Stationary Randomness of Quantum Cryptographic Sequences on Variant Maps

Abstract

Natural and artificial sequences of big data streams have various stationary and non-stationary properties. A Quantum Key Distribution (QKD) system has a quantum random number generator to protect data streams in quantum communication environments. From a cryptanalysis viewpoint, it is necessary to use statistical probability, stochastic processes and time series to evaluate quality of stationary randomness in quantum cryptographic sequrences. In this paper, a testing model is proposed to use statistical probability to illustrate multiple visual distributions on three maps for a selected random sequence. Under a shift operation to transfer the sequence into a shifted sequence, multiple segments are divided on the shifted sequence as three measuring sets to form three maps.
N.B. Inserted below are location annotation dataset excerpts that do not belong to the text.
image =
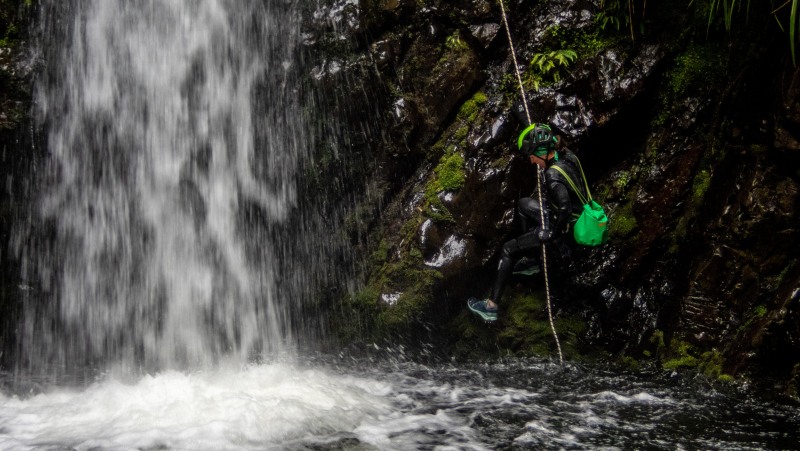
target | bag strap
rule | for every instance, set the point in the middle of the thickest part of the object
(585, 183)
(574, 187)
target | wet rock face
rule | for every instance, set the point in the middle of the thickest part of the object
(695, 168)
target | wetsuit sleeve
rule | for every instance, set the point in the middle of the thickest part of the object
(562, 205)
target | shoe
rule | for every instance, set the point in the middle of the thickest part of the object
(479, 308)
(527, 267)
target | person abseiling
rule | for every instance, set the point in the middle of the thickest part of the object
(538, 143)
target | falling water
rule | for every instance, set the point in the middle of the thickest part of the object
(168, 124)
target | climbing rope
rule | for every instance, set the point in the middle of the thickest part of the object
(539, 176)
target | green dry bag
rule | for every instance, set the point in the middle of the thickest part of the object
(591, 229)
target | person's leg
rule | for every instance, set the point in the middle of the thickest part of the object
(511, 251)
(530, 216)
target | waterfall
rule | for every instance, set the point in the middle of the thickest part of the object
(174, 135)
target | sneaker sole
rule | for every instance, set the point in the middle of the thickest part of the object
(490, 317)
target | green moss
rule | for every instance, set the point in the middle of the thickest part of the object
(622, 222)
(698, 71)
(683, 355)
(470, 109)
(630, 362)
(711, 366)
(702, 181)
(450, 172)
(526, 327)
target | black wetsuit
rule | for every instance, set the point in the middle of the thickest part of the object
(563, 207)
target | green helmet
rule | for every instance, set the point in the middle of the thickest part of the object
(537, 139)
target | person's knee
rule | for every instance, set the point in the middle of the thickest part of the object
(529, 207)
(509, 248)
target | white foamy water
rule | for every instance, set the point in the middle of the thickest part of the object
(374, 404)
(174, 133)
(266, 405)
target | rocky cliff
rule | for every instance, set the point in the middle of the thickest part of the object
(689, 136)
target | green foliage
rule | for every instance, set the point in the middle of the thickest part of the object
(455, 43)
(617, 14)
(698, 68)
(470, 109)
(622, 222)
(701, 183)
(450, 172)
(549, 66)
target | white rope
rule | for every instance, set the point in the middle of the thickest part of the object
(539, 175)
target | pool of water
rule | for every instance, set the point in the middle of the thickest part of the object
(365, 404)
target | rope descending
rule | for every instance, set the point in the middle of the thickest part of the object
(539, 175)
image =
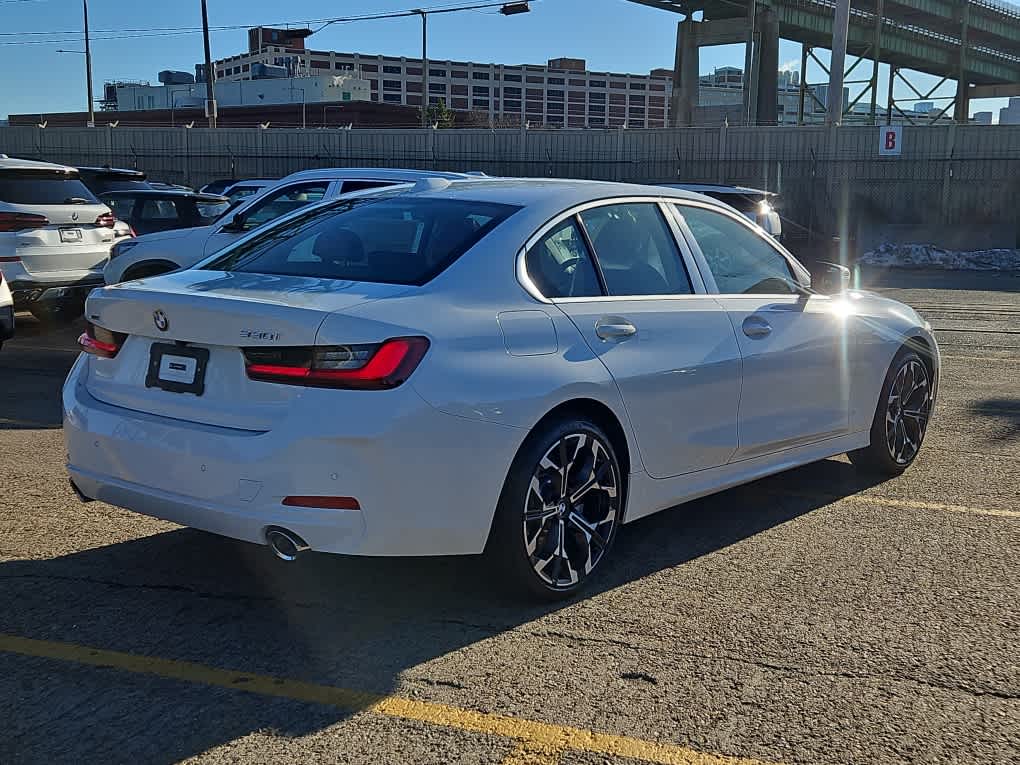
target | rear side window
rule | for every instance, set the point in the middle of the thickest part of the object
(635, 250)
(395, 240)
(34, 188)
(560, 264)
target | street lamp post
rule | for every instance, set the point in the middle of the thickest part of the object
(88, 65)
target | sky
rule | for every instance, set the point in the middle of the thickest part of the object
(610, 35)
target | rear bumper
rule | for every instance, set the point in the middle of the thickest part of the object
(427, 482)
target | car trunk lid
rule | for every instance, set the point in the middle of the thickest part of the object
(209, 317)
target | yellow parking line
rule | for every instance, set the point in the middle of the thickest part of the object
(536, 740)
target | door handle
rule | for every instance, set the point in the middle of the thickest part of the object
(614, 327)
(756, 326)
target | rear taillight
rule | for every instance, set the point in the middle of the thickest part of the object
(363, 367)
(21, 221)
(100, 342)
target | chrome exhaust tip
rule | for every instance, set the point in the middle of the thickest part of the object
(285, 545)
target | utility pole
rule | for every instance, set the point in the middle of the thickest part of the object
(424, 68)
(840, 24)
(88, 66)
(210, 95)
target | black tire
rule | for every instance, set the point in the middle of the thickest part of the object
(61, 311)
(899, 426)
(527, 554)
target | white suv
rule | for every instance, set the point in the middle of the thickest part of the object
(55, 237)
(167, 251)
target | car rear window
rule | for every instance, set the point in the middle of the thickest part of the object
(43, 188)
(395, 240)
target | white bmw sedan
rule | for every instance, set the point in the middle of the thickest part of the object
(515, 367)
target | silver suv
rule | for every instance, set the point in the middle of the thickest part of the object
(55, 238)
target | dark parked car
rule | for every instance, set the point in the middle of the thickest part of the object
(150, 210)
(103, 180)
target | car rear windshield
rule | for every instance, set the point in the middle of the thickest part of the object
(43, 188)
(393, 240)
(744, 202)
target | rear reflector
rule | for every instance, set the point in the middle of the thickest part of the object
(324, 503)
(362, 367)
(100, 342)
(21, 221)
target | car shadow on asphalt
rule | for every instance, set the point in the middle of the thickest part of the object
(359, 623)
(1005, 410)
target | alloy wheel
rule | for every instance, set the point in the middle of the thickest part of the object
(907, 411)
(571, 510)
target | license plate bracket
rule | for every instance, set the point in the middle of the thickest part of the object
(176, 368)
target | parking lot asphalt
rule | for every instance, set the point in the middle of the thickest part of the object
(812, 617)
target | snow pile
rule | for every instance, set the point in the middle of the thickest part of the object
(929, 256)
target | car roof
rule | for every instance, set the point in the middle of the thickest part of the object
(558, 194)
(13, 163)
(719, 189)
(104, 170)
(372, 173)
(166, 194)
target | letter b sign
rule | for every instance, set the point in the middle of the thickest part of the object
(889, 141)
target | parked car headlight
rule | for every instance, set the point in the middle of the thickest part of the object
(120, 248)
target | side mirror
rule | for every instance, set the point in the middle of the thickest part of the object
(829, 278)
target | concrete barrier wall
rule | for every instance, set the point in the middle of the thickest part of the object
(963, 175)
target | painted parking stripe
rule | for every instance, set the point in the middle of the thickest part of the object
(905, 504)
(536, 740)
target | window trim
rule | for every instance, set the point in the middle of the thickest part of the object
(802, 275)
(698, 286)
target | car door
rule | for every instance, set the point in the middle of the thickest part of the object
(795, 345)
(616, 270)
(266, 207)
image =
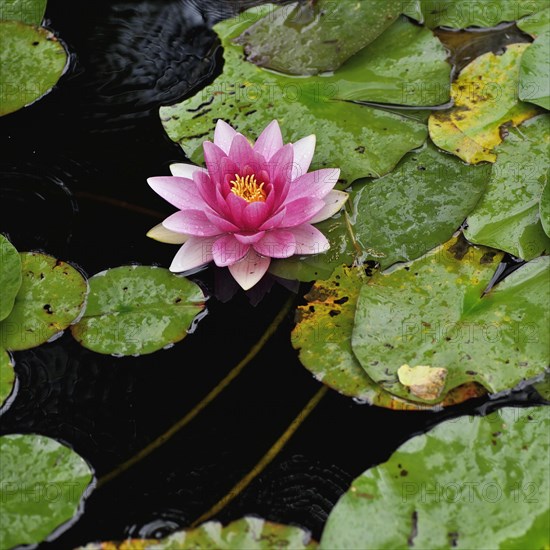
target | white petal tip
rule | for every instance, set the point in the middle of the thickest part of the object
(163, 235)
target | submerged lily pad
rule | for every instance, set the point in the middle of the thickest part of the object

For a given map, its maximal value is extracted from the distribution and three maximal values for the testing. Three 2D maps represent stationary random properties for the sequence under different shift operations. Conditions of station/stationary random sequences are investigated. Testing data sets are from two quantum cryptographic resources: Australian National University (ANU) and University of Science and Technology of China (USTC), two quantum cryptographic sequences are selected. Multiple results are created on three maps, and measurements of stationary randomness are illustrated. Using the testing system, measurements of stationary randomness are compared. There are only 0.07 ~ 0.27% variation differences identified among ANU and USTC samples for testing stationary randomness. Both samples show excellent stationary properties.